Development and in-vitro evaluation of sustained release poloxamer 407 (P407) gel formulations of ceftiofur.

The objective of this study was to develop sustained release Poloxamer 407 (P407) gel formulations of ceftiofur for treating foot infections in cattle. The formulations contained 25-35% (w/v) P407 alone or with polyvinyl pyrrolidone (PVP), carboxy methylcellulose (CMC), or hydroxylpropyl methylcellulose (HPMC) as an additive. The in-vitro release profiles of ceftiofur from the P407 formulations and the gel dissolution profiles were obtained simultaneously.

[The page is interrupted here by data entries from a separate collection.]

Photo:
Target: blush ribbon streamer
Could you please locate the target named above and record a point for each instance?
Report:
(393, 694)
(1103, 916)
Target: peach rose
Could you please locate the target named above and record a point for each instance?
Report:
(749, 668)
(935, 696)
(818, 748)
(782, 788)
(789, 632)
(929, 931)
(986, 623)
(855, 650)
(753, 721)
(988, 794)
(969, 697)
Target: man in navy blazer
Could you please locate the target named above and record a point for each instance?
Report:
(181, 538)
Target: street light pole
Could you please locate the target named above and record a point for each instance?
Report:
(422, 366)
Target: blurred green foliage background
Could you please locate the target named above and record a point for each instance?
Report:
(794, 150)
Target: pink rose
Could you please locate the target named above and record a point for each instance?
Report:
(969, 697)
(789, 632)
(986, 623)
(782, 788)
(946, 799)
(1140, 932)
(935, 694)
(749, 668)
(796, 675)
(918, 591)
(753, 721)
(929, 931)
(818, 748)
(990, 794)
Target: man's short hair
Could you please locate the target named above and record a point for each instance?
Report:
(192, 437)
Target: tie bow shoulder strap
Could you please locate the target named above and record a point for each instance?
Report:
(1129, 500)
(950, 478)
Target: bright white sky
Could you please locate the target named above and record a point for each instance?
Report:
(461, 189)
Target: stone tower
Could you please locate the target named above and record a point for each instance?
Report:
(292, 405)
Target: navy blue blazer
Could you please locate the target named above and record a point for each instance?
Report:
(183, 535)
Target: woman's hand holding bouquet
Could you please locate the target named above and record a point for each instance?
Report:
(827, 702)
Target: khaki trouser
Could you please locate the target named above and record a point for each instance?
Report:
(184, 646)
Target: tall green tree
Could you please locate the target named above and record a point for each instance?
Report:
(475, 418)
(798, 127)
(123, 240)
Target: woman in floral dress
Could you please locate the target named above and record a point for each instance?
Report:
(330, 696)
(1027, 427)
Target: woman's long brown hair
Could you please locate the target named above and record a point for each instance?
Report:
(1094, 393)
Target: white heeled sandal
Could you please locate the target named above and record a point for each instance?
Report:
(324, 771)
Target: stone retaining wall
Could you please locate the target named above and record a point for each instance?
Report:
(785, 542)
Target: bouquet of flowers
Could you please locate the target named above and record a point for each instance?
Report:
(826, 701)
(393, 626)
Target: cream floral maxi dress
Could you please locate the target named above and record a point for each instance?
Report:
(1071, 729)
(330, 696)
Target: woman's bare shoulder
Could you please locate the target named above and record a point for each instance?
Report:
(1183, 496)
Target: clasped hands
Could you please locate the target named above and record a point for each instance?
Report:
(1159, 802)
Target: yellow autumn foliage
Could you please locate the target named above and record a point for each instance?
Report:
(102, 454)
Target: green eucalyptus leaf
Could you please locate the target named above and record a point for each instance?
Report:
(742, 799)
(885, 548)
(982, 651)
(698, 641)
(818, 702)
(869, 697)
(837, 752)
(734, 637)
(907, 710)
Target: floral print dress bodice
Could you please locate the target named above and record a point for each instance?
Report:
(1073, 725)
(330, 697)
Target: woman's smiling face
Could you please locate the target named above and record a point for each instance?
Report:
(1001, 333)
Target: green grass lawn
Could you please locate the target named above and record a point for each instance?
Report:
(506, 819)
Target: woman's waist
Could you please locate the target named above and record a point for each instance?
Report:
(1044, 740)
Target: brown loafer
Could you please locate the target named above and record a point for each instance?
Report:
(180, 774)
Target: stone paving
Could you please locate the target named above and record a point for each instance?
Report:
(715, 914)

Ceftiofur release followed zero order kinetics and correlated well with the weight percentage of P407 dissolved, indicating that the overall rate of release of ceftiofur is controlled by dissolution of the P407. An increase in P407 content from 25 to 35% resulted in a decrease in the rate of ceftiofur release. However, it appears that other factors may have also affected the drug release rate. Inclusion of PVP, CMC, and HPMC in the gel decreased the rate of release of ceftiofur to some extent. A decrease in the temperatures of the release medium decreased the release rate of ceftiofur, but not the rate of gel dissolution. The pH of the release medium showed a very slight effect on the release of ceftiofur and did not affect gel dissolution due to the non-ionic nature of P407.